Don't give up on quality
October 31, 2019
Don't give up on quality

Nevertheless, faith in that long term has been shaken, for many, by the recent Woodford scandal – for it is nothing short of that – with one side-effect that investors are now paying much more attention to their exposures to other star fund managers. Just as Neil Woodford’s star power meant that he could attract billions of pounds into his funds, so the likes of Nick Train and Terry Smith have proved incredibly popular draws, the latter’s Fundsmith fund now boasting approaching £19bn of assets under management – far too big, some suggest. 

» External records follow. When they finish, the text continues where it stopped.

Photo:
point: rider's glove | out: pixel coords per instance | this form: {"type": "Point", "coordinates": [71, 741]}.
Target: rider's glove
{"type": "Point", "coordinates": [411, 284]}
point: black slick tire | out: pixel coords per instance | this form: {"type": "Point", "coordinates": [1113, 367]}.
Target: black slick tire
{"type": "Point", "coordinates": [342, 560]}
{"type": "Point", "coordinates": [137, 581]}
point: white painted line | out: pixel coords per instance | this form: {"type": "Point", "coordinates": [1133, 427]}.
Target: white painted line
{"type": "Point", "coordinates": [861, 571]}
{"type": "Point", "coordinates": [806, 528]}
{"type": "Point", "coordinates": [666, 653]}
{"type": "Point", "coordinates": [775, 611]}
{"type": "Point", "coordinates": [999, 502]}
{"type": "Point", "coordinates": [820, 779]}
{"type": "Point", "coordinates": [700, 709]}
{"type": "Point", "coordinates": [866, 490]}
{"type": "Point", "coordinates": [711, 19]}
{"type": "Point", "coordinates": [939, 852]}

The worry is that, like Mr Woodford, after shining brightly for so long other stars will fade – or worse, like Woodford Equity Income, go supernova. Fundsmith has beaten its benchmark, the MSCI World Index, more than twice over since its inception exactly nine years ago, returning 365 per cent on a total return basis. Lindsell Train has delivered three times the market return since it was launched in mid-2006. Yet critics of active management – who are in the main, naturally, advocates of index tracking – suggest they will at some point suffer a reversion to the mean, and indeed both have suffered weakness in recent months – Fundsmith lost 3.2 per cent in September when its benchmark delivered a gain of 0.9 per cent; Lindsell Train lost 2.9 per cent. 

Of course, one month of poor performance hardly sounds their death knell. But some argue that their huge scale means they now lack the flexibility to continue beating the market, given few companies meet their managers’ stringent selection criteria. Others point to a shift in the market mood that has seen a rotation from the kind of quality/growth companies favoured by Messrs Smith and Train to the value companies they do not – an emergent trend noted by Algy Hall in his recent momentum stock screen, which saw lumbering Vodafone emerge as one of the hottest three-month stocks.

If that is true, then Fundsmith and Lindsell Train could continue to struggle for a while yet. But the resurgence of value is a trend that has struggled to put down roots for several years, and investors should only really start to worry if they shift their strategies to pander to the market – an approach widely blamed for Neil Woodford’s travails. Indeed, if a short period of underperformance is the price to be paid for owning some of the world’s highest-quality businesses that will win through multiple economic and market cycles, surely it is a price worth paying.